確率の問題は印象ではなく計算で答えるように (2016-11-28)

 意志決定問題としては、好きにすればいいけど、 期待値は勘でなく計算で出そう。

得はどうかはおいといて、開封したときの期待値の問題にする。

2つの区別できない封筒があり、片方にはもう片方の倍の金額が入っている。 開封後に一度だけ交換できる約束のとき、X円入っていた。 もう片方の期待値は何円か。

期待値の定義を確認すると、 確率関数がp(x)のとき、 f(x)の期待値はΣf(x)p(x)。 つまり、当然だけど、期待値は確率分布に依存する。

ところが、この問題には確率分布が書いてない(ここで、アレって思うこと)。

こういうばあい、数学の問題のお約束としては、 可能なすべての答えを出さなければならない。 つまり、全部の確率分布における答えを出さないといけない(この時点で、解が複数あったり、不定だったりすることを覚悟)。

例えば、 X円、X/2円の封筒が1つずつしかないときに、 「片方にはもう片方の倍の金額が入っている」と言われても嘘ではないし、 開封したらX円入っていることはありうる。 そこで、答えの中に、このときの期待値 -X/2円が含まれていないと困る。

同様に、X円、2X円の封筒が1つずつしかないときに、 「片方にはもう片方の倍の金額が入っている」と言われても嘘ではないし、 開封したらX円入っていることはありうる。 そこで、答えの中に、このときの期待値 X円が含まれていないと困る。

こういうふうに全部の確率分布を調べていくわけにはいかないので、 確率分布を文字式で処理する。

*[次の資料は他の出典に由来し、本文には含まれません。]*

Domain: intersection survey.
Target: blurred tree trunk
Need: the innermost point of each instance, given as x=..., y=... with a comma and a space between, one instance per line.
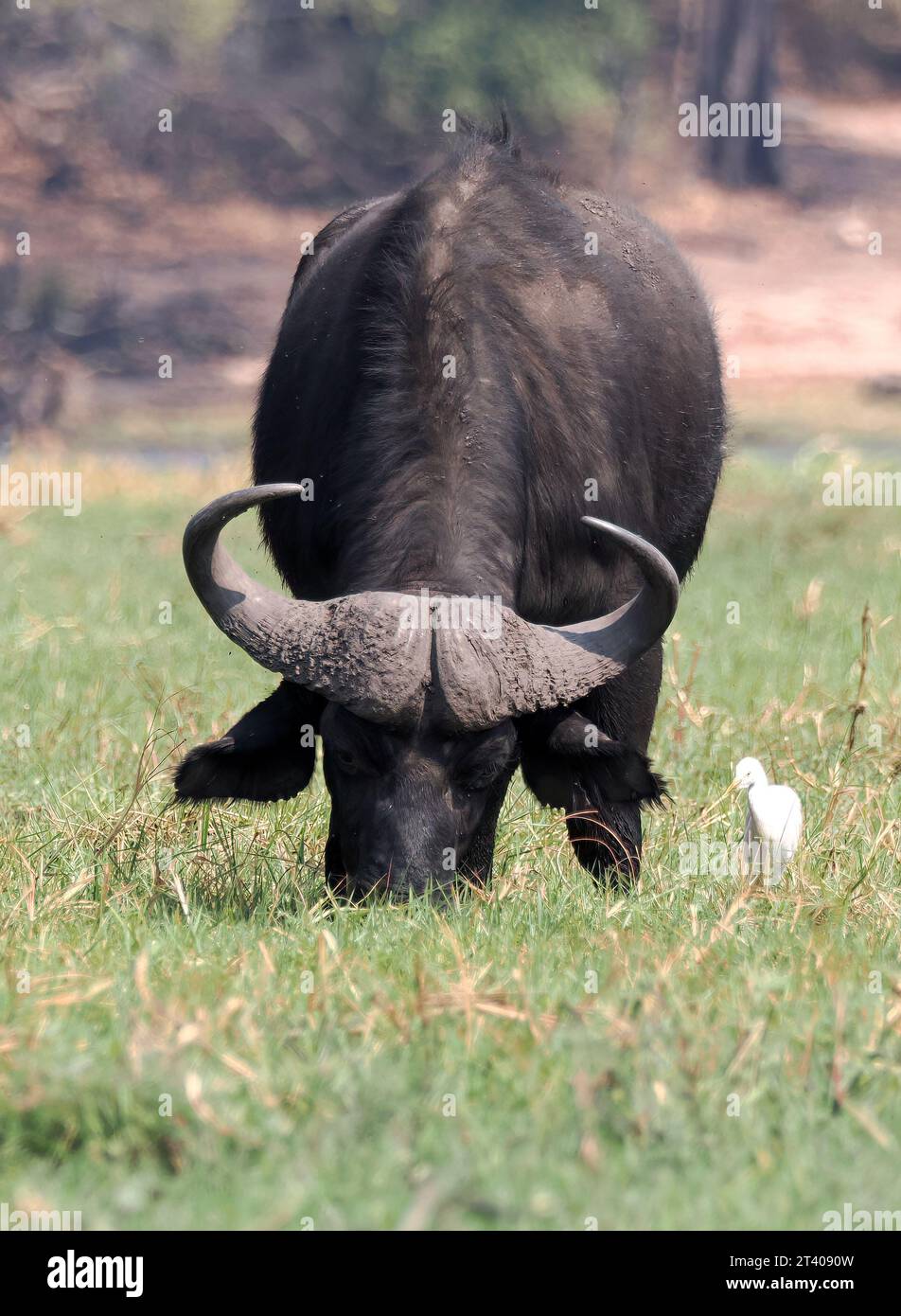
x=736, y=63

胴元が封筒にx円を入れる確率をp(x)する。 X円が入っているとき、 胴元が 3X/2円入れていれば、増減は -X/2円。 3X円入れていれば、増減は +X円。 前者の条件つき確率が p(3X/2)/(p(3X/2)+p(3X))、 後者の条件つき確率が p(3X)/(p(3X/2)+p(3X)) なので、 期待値は ((-X/2)p(3X/2)+Xp(3X))/(p(3X/2)+p(3X))。

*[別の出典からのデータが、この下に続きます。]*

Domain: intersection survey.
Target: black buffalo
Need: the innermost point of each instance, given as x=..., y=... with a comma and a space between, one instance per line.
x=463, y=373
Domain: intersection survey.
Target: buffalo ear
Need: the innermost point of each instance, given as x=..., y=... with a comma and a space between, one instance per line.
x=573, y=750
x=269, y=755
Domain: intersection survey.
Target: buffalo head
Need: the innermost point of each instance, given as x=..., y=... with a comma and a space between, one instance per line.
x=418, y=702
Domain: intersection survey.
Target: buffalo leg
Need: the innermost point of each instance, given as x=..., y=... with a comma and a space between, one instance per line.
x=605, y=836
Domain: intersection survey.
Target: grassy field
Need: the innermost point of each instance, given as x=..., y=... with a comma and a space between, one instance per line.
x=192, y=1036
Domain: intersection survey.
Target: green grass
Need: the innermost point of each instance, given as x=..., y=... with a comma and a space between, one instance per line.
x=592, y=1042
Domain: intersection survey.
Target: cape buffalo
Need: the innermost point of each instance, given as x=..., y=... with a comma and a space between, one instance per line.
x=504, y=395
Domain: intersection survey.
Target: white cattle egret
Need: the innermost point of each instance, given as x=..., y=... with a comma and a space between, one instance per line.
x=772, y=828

このままだと評価しにくいので、p(3X)/(p(3X/2)+p(3X))=q とおく。 そうすると、期待値は X(3q-1)/2。 0≦q≦1 なので、-X/2≦期待値≦X。

この問題が混乱しやすいのは、 確率分布が与えられていない不定の問題にもかかわらず、 確率分布が1つあるような気がしてしまうから。 そうすると、 《わからないから一様分布だ》バイアスが炸裂するので、 q=1/2のときの期待値 X/4 円だと思い込んでしまう。

《いろいろなばあいを考えている俺は正しいはずだ》と ここまで説明しても思っている人はいるだろうけど、 その思いうかべたものは、 複数の確率分布をごっちゃにしたもので、 数学的にはあつかえないからね。